Pour Carlos Clastre, il existe par ailleurs des signaux positifs en ce qui concerne l’avenir de la Barcelona World Race : « Les exonérations fiscales très favorables, permettant aux entreprises espagnoles ou à celles qui ont une base d’exploitation importante en Espagne de compenser leurs dépenses de sponsoring et de marketing pour participer à la course, ont été une nouvelle fois approuvées par le gouvernement espagnol. Et le Parti socialiste, au pouvoir lors du lancement de la course en 2007, détient désormais de nouveau la majorité à la mairie de Barcelone. Les responsables comprennent l’importance du sport pour Barcelone et des événements comme la Barcelona World Race. » Bien qu’il n’y ait pas de réel consensus sur le sujet parmi les organisateurs, certains considèrent que la ville pourrait donner sa bénédiction à la Barcelona World Race à condition qu’elle soit financée sur fonds privés, ce qui avait été le cas en 2010, au contraire de l’édition 2014, pour laquelle Barcelone avait dû mettre la main à la poche. Le budget de l’édition finalement annulée devait se monter à 12 millions d’euros, plus important que celui des trois dernières éditions en raison de l’escale prévue à Sydney.

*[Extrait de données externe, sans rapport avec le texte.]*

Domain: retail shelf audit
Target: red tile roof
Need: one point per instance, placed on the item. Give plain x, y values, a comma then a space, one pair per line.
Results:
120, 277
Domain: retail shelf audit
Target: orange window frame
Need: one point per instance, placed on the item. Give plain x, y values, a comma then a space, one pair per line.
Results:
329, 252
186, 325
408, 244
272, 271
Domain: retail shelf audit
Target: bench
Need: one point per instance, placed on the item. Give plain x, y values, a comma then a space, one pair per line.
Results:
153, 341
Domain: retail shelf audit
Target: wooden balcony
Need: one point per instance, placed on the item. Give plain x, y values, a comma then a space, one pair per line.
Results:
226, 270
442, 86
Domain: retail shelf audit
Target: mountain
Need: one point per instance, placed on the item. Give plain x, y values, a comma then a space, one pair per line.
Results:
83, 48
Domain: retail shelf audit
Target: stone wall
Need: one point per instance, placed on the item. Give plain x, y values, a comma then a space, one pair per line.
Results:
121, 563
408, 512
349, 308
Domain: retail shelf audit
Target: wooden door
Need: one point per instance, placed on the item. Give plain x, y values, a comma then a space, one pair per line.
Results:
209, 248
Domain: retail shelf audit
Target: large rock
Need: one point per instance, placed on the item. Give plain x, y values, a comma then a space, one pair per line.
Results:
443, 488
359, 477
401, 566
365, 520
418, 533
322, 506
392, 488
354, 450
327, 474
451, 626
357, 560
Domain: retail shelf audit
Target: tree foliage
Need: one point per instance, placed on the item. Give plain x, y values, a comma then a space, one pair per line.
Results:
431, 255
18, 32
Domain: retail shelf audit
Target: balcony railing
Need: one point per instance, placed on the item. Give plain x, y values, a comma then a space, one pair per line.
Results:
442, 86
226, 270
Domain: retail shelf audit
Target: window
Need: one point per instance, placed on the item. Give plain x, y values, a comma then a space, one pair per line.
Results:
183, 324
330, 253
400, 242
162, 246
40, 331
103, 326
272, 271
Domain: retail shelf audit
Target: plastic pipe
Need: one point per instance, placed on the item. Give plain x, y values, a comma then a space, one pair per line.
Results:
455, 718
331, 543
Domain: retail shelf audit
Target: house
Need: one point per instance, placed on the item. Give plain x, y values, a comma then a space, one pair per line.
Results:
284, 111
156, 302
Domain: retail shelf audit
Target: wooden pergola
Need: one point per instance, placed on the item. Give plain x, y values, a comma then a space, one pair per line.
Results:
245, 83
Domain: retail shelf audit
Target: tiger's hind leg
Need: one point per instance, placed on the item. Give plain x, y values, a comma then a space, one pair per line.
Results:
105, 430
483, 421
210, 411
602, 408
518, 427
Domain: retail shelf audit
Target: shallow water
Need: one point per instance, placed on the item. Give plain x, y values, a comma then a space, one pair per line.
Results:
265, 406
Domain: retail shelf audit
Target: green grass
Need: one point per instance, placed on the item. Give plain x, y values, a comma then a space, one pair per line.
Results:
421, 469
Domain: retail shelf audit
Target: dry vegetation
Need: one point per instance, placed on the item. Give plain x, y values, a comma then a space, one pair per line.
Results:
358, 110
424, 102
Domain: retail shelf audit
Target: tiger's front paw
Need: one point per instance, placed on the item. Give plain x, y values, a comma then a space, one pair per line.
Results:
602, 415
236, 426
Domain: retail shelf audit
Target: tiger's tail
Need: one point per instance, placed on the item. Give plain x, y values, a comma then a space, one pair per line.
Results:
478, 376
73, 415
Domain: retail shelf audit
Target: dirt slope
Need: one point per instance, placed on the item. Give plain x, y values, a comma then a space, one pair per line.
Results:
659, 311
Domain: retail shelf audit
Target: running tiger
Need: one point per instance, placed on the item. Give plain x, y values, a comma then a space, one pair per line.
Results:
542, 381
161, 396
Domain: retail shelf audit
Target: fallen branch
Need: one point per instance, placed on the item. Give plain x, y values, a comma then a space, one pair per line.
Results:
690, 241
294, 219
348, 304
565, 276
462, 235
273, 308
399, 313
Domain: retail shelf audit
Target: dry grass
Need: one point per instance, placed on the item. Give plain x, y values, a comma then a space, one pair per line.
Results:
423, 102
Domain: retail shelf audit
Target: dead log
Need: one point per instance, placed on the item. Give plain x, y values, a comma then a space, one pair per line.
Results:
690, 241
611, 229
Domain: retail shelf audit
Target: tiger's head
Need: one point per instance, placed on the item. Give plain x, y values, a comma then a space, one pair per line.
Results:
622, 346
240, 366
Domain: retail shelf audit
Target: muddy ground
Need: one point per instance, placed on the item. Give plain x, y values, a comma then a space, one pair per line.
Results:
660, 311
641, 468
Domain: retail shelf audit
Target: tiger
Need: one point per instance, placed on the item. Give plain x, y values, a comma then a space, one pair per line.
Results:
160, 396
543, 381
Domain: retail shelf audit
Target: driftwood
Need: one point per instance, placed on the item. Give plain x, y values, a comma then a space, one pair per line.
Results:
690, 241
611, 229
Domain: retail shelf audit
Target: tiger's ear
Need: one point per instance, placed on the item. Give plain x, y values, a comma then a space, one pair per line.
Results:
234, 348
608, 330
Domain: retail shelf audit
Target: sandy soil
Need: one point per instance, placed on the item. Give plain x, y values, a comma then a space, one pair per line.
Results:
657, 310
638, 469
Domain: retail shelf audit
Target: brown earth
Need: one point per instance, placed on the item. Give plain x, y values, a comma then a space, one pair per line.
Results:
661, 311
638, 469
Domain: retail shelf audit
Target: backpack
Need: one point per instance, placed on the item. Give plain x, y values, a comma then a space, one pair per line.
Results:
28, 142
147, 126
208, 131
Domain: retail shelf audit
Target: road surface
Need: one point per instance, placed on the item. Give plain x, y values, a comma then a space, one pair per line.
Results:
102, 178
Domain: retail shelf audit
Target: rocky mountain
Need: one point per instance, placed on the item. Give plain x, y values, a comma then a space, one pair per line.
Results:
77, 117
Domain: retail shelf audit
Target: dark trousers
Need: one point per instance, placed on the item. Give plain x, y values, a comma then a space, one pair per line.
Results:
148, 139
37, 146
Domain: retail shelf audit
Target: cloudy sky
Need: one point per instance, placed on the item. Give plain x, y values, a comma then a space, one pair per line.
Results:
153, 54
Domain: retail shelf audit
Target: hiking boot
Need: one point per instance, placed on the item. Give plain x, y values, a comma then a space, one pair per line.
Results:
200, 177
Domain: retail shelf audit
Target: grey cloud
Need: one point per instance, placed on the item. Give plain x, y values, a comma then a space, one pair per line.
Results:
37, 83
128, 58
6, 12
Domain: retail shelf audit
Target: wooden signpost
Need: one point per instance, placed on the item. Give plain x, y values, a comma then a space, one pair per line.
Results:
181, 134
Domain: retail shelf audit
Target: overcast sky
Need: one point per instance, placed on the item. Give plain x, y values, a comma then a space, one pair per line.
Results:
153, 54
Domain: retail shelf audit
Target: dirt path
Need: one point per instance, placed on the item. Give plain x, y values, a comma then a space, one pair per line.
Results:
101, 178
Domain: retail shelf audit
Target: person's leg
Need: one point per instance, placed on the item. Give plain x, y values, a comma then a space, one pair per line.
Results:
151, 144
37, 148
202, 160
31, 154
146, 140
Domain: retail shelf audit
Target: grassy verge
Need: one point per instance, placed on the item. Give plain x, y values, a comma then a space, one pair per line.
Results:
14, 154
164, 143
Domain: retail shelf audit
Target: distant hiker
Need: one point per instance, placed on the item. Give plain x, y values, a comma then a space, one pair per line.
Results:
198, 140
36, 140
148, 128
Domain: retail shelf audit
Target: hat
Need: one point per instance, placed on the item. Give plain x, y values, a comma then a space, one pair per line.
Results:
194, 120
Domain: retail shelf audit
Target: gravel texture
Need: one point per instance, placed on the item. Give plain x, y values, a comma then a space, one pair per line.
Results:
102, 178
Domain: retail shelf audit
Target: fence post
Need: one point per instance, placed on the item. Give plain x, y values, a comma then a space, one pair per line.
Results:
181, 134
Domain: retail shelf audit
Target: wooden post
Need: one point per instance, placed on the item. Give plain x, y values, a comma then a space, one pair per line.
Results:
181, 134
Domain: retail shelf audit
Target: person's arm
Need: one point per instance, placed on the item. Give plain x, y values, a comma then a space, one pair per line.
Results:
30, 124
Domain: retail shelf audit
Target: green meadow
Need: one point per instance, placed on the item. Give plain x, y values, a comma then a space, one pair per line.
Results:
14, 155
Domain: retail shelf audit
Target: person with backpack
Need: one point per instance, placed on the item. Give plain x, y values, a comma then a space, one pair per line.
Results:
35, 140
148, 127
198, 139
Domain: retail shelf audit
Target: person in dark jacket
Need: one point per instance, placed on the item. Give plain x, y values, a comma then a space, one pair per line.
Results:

Les discussions vont en tout cas se poursuivre avec la mairie au cours des prochaines semaines semaines. « Pour la première fois, nous avons du temps pour travailler dessus car les exonérations fiscales ont été approuvées par le Parlement espagnol, ce qui nous permet, dès cette année, de nous servir de ce levier auprès de nos sponsors éventuels, poursuit Carlos Clastre. Nous n’avons pas encore l’approbation finale de la municipalité, mais le projet progresse, nous avons également parlé avec la classe Imoca qui n’a pas encore annoncé le calendrier pour les quatre prochaines années, nous sommes confiants dans nos chances de célébrer la prochaine édition de la Barcelona World Race. »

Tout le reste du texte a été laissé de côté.